ただ弾きたいように弾いてるだけなのに、どうしても誰もかれもがいうんだろう。
「好きなように弾いて……その、たまに聞かせて欲しいって……」
舞い上がっていないその懇願に、少しだけ揺れた。
彼に、ではない。
『 弾けよ。それとも俺が聞けないくらい、腕鈍ってるのか? 』
だから上を目指せなんて精市は言わなかった。
ただやめることを許さなかったけれど、それは私が聞かせたいからで――
だから、鳳君の声に、無性に答えを知りたくなったんだ。
「好きだし、聞けないのは勿体無いって思います……」
精市にだけは言われたくない、分かられてると信じてたのは、「弾かない理由」
彼のために、捨てたつもりなんてなくて……ただ好きに弾いてるつもりだったのに……あんなふうに突き放されてすごく傷ついた。
でも、もしこういう人を想定して、言ったのだとしたら?
そこまで考えて言ったのなら……?
――あるいは……
「……幸村さんが独占したい気持ちもわからないでもないかな。けど、俺が彼なら……たぶんあの演奏を知ってたら迷うと思いますよ。これだけの音を専有できても、悪いっていうか……勿体無い気がして……」
――もし、そうなら?
ありえないと思いながらも……そうなら嬉しいと思う。
それでも、
「だから俺は戻って欲しいです。

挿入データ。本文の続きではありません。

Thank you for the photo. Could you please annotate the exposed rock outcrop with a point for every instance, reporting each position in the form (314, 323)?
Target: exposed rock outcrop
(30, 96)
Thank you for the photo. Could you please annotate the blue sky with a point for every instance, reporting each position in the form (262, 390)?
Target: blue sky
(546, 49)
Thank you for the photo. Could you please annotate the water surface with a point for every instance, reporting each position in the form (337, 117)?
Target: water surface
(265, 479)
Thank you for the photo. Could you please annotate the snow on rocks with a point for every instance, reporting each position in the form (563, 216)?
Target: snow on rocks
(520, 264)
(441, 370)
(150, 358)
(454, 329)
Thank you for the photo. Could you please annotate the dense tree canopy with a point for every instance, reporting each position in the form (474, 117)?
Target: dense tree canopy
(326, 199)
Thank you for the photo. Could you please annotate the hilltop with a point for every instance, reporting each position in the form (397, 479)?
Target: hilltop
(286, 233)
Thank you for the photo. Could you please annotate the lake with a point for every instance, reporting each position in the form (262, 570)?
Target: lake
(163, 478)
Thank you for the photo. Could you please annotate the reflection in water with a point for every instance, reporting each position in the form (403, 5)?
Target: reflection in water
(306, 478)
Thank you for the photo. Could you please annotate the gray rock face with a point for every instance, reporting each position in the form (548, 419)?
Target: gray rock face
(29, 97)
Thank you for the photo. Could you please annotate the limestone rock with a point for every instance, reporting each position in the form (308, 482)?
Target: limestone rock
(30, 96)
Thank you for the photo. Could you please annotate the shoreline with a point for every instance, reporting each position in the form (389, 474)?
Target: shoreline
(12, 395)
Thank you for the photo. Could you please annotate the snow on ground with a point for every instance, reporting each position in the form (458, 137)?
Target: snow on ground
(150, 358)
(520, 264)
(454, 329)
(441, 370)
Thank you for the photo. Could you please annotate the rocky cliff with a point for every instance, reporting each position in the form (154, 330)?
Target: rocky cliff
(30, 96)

もう一度舞台であの音を聞きたい――」
そういわれたとしても応えは今はまだ一つなのだ。
だってまだ、精市の答えを知らない。
私には余裕なんてなくて、ただただその背中を追いかけるので精一杯で…………すくなくとも暫くはそうさせてもらわないと……怖い。
「ごめん……」
今は無理。
別のものに目をやって、うまくいくほどの絆はないと分かってしまった。
あの頃と違って、こんなにも距離が離れてしまっている。
「二者択一だとしたら応えは一つなの」。
確かめないといけない。
ありがとう、は言えない。
「また戻ってくるなら」
という彼に、頷きもしやしない自分なのだから。
それでも確かめよう、もうちょっとだけ自分の評価をあげてみよう……と思えたのは彼のおかげだからせめてものお礼に、席を立つ。
この先は分からないと、前置きはして。
「何が聞きたい?」
「あ……」
嬉しそうな顔。
「弾くよ。――愛の夢と革命以外なら……」
精市のためだけに弾く曲と、自分のための曲は抜かして、今一曲だけ。
これで終わるかもしれないし、始まるかもしれない。
何にせよ音楽を消すことはないのだからいいだろう。
人に聞かせないために避けてたんじゃない。嫌いになったわけじゃないんだから。
少したって告げられたそれの一小節目を浮かべて、手を滑らせる。今はまだ練習用の小さいアップライトピアノに。
受け取ったのはショパンのワルツ集。
聞くのはすきでも弾くのは好きでないその中の一曲を奏でる。
今日の気持ちにとてもあっていた。
――いつまでも続く終わらない三拍子。